Windows 7 “Indexing” vs. DocuLex WebSearch Document Management System

December 2, 2011adminTechnology UpdateComments Off

The term indexing is ambiguous and is defined differently in Windows 7™ Vs how it is used in Doculex’s ‘Document Management’ System called ‘WebSearch’.
What Windows™ refers to as ‘Indexing’ a document is what is called ‘A Text Search’. That is, it searches every word in every document as well as words contained in the names of documents. When a user types in a particular word that they believe is in the document, then ALL the documents that contain that word will be presented. That could be a few, or thousands. Users can ‘fine-tune’ the search by looking for the word(s) contained specifically in a particular document type such as a *.Doc or a *.PDF, etc. But that still means the user has to look through numerous files to find the exact document for which they are searching. Also, they are left wondering whether the exact document for which they are searching has been found. Also, Windows 7™ will only index the documents on a particular PC. In business, there are usually several Desktops and servers.
This weakness is understood in the world of managing Business Documents. Indexing here refers to assigning key ‘search fields’ to a particular type of document and then assigning ‘search words’ to those fields. This way the user can search by more than one word or words and get exactly the document for which they are looking. This ability allows for a number of additional search methods to find documents, including:
1. Indexing documents using ‘index fields’ and ‘specific index words’ allows one to index document that are contained in a database on a server, Vs only being able to search the documents on a particular PC.
2. Ability to find by key ‘index fields’ to find a specific document. (E.g.
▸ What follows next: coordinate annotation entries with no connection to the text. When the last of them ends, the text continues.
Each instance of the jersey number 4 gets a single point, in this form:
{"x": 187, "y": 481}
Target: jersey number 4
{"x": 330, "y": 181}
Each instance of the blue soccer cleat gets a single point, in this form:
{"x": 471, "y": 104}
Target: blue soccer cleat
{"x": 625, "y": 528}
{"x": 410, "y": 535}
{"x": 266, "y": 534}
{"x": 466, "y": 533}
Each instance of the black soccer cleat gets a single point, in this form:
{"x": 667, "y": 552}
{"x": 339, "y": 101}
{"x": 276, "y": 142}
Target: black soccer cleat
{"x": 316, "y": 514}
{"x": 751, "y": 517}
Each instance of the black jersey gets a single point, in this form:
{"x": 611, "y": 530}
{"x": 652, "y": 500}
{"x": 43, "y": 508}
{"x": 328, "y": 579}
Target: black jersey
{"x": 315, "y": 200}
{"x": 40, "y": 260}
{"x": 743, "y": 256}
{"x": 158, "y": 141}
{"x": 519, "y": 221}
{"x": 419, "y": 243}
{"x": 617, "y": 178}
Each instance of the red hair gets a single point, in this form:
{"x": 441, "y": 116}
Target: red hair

All ‘Invoices’ might have been indexed by ‘Invoice Number’, ‘Date’, ‘Vendor Name’, etc. Searching for ‘Invoices/Invoice Number’ will find that document and only that document if the invoice number is unique.)
3. Ability to fine-tune a search by multiple index fields. (E.g. Searching by ‘Vendor Name’ would find all Invoices by that Vendor, which might be exactly what the user wants. Searching by ‘Vendor name’ and ‘date’ would find just that particular invoice, etc.)
4. Ability to search by ‘date range’, as well as multiple index fields.
5. Ability to search by ‘automated information’ (e.g. upload date, system date, time, etc.)
6. Ability to search by ‘Google Style’ search parameters such as:
a. Fuzzy Logic searching will find a word even if it is misspelled. For example, a fuzzy search for apple will find aple, or appl, etc.
i. Fuzzy searching can be useful when the user is searching text that may contain typographical errors.
ii. Fuzzy Searching is also good for finding text that has been scanned using optical character recognition where, for example, a O is mistaken for a 0.
iii. Fuzzy Searching is useful for finding text that has been ‘OCR’d’ by scanners for the same reason as shown in ‘ii’ above.
b. Stemming is a search capability that extends a search to cover grammatical variations on a word. For example, a search for ‘fish’ would also find ‘fishing’. A search for applied would also find applying, applies, and apply.
c. Phonic searching looks for a word that sounds like the word you are searching for and begins with the same letter. For example, a phonic search for Smith will also find Smith and Smythe.
d. Natural Language search uses “any words”, which is any sequence of text, like a sentence or a question.
e. Synonym search can find words that are synonymous with the search words. So when someone remembers that the document might have contained a word similar to another word, running a synonym search finds all similar words. Such as, “The article I am looking for is about cars” then it would search for documents that have the word, Automobile, Motor Vehicle, etc. After all, an article about cars may never use the word ‘car’ but that is how the user may remember it.

In Windows 7™, searching by all the words in all the documents on a PC requires that the user go through several, if not all, documents on the PC to find the particular document for which they are looking. Plus, they can only search for the documents on their PC. They cannot search for documents on other servers or those on other users PC’s.